Der österreichische Sänger im Interview ohne Worte über seine Macken, einen typischen Tag im Kaffeehaus und die Droge, auf die er nicht verzichten kann.

Geboren 27. Februar 1955 in Wien
Beruf Sänger, Moderator, Schauspieler
Ausbildung Katholisches Internat, Schauspiel- und Gesangsunterricht
Status He is from Austria

Fendrich hat vor dreißig Jahren ein Lied geschrieben, das oft als »heimliche Hymne Österreichs« bezeichnet wird. Er besingt darin sein Heimatland mit Zeilen wie »Da kann ma’ machen, was ma’ will, da bin i her, da g’hör i hin« und »Auch wenn ma’s schon vergessen ham, i bin dei Apfel, du mei Stamm«. Und dann schwingt er sich auf zum Refrain: »I am from Austria.« Nun ja, lupenreines Wienerisch ist das nicht.

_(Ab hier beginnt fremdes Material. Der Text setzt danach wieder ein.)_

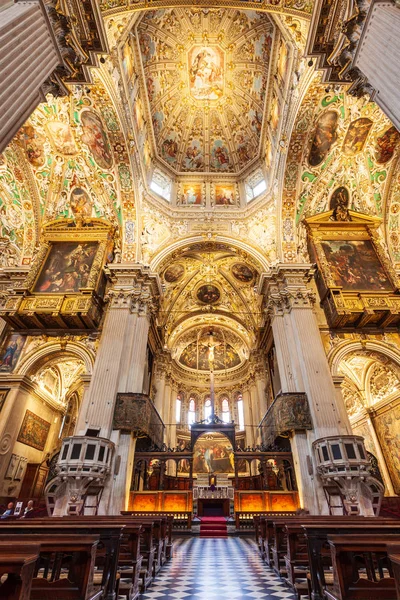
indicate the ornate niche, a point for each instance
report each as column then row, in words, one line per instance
column 356, row 282
column 65, row 287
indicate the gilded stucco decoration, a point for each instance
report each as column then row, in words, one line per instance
column 206, row 75
column 339, row 145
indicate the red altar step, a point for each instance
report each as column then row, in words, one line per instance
column 213, row 527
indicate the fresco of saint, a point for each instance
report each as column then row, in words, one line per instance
column 95, row 137
column 324, row 137
column 206, row 73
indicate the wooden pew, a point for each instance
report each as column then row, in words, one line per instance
column 317, row 532
column 110, row 535
column 296, row 559
column 361, row 567
column 394, row 556
column 65, row 568
column 18, row 563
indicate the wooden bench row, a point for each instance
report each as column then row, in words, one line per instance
column 82, row 558
column 332, row 558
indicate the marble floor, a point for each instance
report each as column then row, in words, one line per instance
column 216, row 569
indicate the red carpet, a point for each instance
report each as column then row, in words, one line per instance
column 213, row 527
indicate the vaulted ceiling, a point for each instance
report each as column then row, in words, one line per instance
column 206, row 74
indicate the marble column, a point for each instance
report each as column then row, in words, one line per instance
column 119, row 368
column 303, row 367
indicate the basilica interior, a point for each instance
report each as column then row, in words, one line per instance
column 200, row 278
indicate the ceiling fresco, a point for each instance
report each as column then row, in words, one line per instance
column 343, row 149
column 206, row 75
column 209, row 287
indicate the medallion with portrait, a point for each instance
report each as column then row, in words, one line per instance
column 324, row 137
column 174, row 273
column 242, row 272
column 95, row 137
column 208, row 294
column 356, row 136
column 386, row 145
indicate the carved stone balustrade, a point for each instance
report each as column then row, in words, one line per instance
column 136, row 413
column 288, row 412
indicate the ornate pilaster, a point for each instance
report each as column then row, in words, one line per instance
column 303, row 367
column 120, row 362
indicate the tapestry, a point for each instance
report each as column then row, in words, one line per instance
column 34, row 431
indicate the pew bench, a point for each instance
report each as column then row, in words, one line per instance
column 361, row 567
column 17, row 565
column 65, row 567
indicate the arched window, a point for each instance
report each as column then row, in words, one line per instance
column 240, row 412
column 191, row 412
column 207, row 409
column 226, row 416
column 178, row 409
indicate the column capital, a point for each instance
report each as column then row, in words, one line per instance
column 133, row 287
column 285, row 287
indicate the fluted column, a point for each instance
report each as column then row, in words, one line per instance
column 303, row 367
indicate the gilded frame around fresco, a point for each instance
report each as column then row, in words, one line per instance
column 79, row 308
column 361, row 305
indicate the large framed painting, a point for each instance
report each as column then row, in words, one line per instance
column 34, row 431
column 356, row 282
column 66, row 268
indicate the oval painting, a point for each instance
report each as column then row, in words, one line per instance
column 386, row 145
column 356, row 136
column 208, row 294
column 174, row 273
column 242, row 272
column 340, row 197
column 95, row 137
column 324, row 137
column 81, row 203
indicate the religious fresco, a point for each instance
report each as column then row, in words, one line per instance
column 81, row 204
column 340, row 197
column 212, row 454
column 95, row 137
column 386, row 144
column 32, row 142
column 206, row 72
column 355, row 265
column 324, row 136
column 226, row 138
column 196, row 356
column 34, row 431
column 67, row 267
column 174, row 273
column 62, row 138
column 225, row 194
column 208, row 294
column 10, row 352
column 191, row 194
column 356, row 136
column 242, row 272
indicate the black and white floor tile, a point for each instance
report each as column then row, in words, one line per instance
column 216, row 569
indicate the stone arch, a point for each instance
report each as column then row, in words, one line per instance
column 36, row 357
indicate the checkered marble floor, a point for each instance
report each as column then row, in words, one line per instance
column 216, row 569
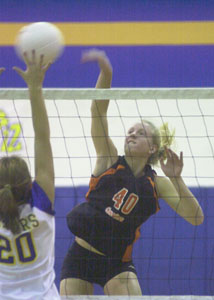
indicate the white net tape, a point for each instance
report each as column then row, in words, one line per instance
column 189, row 111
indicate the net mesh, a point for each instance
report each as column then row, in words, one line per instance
column 171, row 257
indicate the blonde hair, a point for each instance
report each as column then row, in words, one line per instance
column 162, row 138
column 15, row 183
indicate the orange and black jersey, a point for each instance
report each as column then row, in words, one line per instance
column 117, row 204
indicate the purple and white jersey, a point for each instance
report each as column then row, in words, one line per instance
column 27, row 259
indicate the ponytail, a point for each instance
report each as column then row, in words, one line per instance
column 9, row 211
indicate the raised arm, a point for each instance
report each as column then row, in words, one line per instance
column 34, row 77
column 105, row 149
column 175, row 192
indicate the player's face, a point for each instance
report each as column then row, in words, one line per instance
column 139, row 141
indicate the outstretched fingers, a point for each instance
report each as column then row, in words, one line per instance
column 19, row 71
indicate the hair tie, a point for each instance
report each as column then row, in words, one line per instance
column 7, row 186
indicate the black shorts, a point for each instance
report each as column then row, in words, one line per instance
column 92, row 267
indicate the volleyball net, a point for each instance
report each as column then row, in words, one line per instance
column 171, row 257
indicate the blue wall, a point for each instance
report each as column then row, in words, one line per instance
column 172, row 257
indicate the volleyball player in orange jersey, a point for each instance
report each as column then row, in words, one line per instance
column 123, row 194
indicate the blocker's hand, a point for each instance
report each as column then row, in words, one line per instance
column 35, row 72
column 173, row 165
column 2, row 70
column 98, row 56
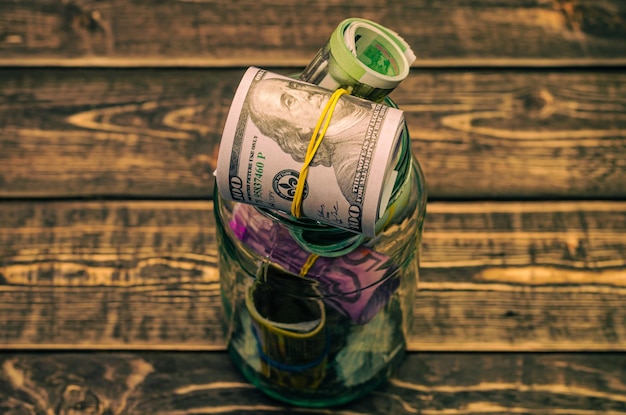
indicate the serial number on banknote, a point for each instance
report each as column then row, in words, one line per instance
column 257, row 180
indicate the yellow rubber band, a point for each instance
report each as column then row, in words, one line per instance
column 316, row 140
column 310, row 261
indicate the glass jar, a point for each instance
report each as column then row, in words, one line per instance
column 315, row 315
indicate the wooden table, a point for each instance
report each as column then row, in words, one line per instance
column 110, row 119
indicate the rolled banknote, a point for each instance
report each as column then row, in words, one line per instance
column 364, row 57
column 267, row 132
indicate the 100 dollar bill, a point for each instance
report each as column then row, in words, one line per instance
column 267, row 132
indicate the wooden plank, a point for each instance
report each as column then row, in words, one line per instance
column 203, row 383
column 154, row 133
column 142, row 275
column 214, row 32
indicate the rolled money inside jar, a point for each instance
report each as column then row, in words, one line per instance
column 264, row 145
column 363, row 57
column 358, row 284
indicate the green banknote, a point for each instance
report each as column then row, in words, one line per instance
column 364, row 57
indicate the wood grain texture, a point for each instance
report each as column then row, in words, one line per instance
column 221, row 32
column 129, row 275
column 155, row 133
column 207, row 383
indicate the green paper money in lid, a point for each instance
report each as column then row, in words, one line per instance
column 364, row 57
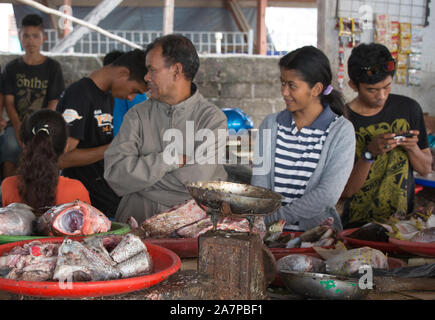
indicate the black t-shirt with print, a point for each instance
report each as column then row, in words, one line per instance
column 88, row 113
column 389, row 187
column 33, row 86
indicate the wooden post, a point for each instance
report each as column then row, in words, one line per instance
column 86, row 24
column 168, row 17
column 94, row 17
column 261, row 27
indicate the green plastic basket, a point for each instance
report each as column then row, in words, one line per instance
column 117, row 228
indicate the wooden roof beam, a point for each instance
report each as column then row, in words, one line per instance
column 94, row 17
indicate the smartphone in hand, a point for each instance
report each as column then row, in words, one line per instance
column 401, row 136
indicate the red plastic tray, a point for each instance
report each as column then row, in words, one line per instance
column 278, row 253
column 417, row 248
column 385, row 247
column 183, row 247
column 166, row 263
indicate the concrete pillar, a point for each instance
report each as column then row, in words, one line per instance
column 261, row 27
column 168, row 17
column 327, row 34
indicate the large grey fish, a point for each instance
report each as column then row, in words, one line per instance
column 129, row 246
column 300, row 263
column 34, row 261
column 16, row 220
column 426, row 235
column 136, row 265
column 340, row 261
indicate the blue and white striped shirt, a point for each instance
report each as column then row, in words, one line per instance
column 298, row 152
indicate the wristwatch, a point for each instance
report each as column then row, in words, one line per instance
column 367, row 155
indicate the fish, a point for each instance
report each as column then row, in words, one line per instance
column 274, row 231
column 301, row 263
column 317, row 236
column 35, row 261
column 340, row 261
column 426, row 235
column 72, row 219
column 371, row 232
column 129, row 246
column 88, row 260
column 76, row 262
column 230, row 223
column 16, row 220
column 164, row 224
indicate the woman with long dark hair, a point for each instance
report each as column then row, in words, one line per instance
column 306, row 151
column 44, row 136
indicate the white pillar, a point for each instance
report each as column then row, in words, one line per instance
column 168, row 17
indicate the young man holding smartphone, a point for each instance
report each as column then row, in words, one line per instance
column 391, row 141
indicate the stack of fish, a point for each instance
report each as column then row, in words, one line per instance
column 16, row 220
column 188, row 220
column 69, row 219
column 338, row 261
column 97, row 258
column 418, row 227
column 321, row 236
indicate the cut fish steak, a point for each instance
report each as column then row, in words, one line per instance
column 78, row 261
column 163, row 224
column 16, row 220
column 73, row 218
column 300, row 263
column 426, row 235
column 92, row 262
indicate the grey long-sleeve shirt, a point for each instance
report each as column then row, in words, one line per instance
column 326, row 183
column 136, row 164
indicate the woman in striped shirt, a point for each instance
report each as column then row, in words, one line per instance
column 306, row 151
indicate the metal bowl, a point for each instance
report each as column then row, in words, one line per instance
column 243, row 199
column 322, row 286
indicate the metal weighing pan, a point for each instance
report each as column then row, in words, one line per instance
column 243, row 199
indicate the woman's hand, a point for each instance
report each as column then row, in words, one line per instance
column 382, row 143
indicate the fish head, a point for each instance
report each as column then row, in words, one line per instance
column 69, row 221
column 94, row 220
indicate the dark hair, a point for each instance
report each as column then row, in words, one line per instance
column 178, row 49
column 112, row 56
column 313, row 66
column 134, row 61
column 44, row 134
column 32, row 20
column 365, row 56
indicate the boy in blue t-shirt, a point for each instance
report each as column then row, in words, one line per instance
column 121, row 106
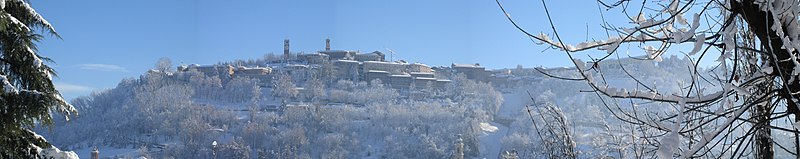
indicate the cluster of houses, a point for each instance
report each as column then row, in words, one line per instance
column 349, row 65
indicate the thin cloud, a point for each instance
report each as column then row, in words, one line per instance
column 103, row 67
column 72, row 88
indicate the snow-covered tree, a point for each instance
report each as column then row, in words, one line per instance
column 284, row 87
column 28, row 96
column 750, row 93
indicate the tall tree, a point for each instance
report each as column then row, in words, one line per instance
column 28, row 96
column 755, row 43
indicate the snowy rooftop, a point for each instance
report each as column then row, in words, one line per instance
column 467, row 65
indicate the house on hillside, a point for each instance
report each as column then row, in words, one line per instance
column 472, row 71
column 339, row 54
column 374, row 56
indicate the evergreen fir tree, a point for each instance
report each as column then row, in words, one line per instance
column 27, row 94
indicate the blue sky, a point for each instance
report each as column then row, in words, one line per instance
column 107, row 41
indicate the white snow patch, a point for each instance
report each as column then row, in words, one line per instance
column 488, row 127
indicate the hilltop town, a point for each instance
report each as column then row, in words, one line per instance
column 332, row 104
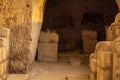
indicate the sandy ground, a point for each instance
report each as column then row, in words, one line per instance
column 67, row 68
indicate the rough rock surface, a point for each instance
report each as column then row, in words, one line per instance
column 4, row 52
column 20, row 41
column 16, row 15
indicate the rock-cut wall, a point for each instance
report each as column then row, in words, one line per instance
column 16, row 15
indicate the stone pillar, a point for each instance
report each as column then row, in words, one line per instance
column 4, row 52
column 37, row 20
column 48, row 47
column 89, row 38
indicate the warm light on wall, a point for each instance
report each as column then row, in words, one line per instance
column 37, row 10
column 118, row 3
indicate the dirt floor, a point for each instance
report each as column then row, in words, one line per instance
column 69, row 67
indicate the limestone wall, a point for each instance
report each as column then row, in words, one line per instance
column 37, row 19
column 16, row 14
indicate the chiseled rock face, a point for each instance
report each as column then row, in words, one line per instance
column 20, row 41
column 4, row 52
column 16, row 15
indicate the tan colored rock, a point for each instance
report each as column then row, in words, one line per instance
column 103, row 46
column 109, row 35
column 48, row 37
column 20, row 46
column 93, row 56
column 4, row 42
column 104, row 74
column 47, row 52
column 116, row 59
column 18, row 77
column 4, row 32
column 93, row 65
column 104, row 59
column 89, row 34
column 3, row 63
column 91, row 47
column 116, row 75
column 92, row 76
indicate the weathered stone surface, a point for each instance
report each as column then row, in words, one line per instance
column 18, row 77
column 20, row 42
column 104, row 74
column 47, row 52
column 93, row 56
column 89, row 34
column 92, row 76
column 103, row 46
column 4, row 32
column 91, row 47
column 93, row 65
column 104, row 59
column 113, row 31
column 4, row 42
column 48, row 37
column 36, row 27
column 116, row 60
column 3, row 63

Aber so eine Hymne soll ja gern auch weltweit wirken. Und mit Wirkung kennt sich Fendrich aus, der Mann gehört zu den erfolgreichsten Vertretern des Austro-Pop, er hat Hits geschrieben wie Oben ohne, Es lebe der Sport und Weus’d a Herz hast wia a Bergwerk. Nebenher betreibt er, wie er mal irgendwo freudig über sich gelesen hat, »eine gut­gehende Grimassenschneiderei«, jahrelang moderierte er die Kuppelshow Herzblatt. Es gab Zeiten, da ging es etwas rund in seinem Leben, er machte Kokain-Schlagzeilen, aber die ließ er mit viel Wiener Schmäh ziemlich schnell hinter sich. Heute ist das alles Schnee von gestern. Gerade ist Fendrichs neues Live-Album Für immer a Wiener erschienen, und bis Oktober stehen schon wieder mehr als zwanzig Konzerte an – ein Großteil davon in Deutschland, wo er auch nach fast vierzig Jahren Karriere die großen Hallen füllt.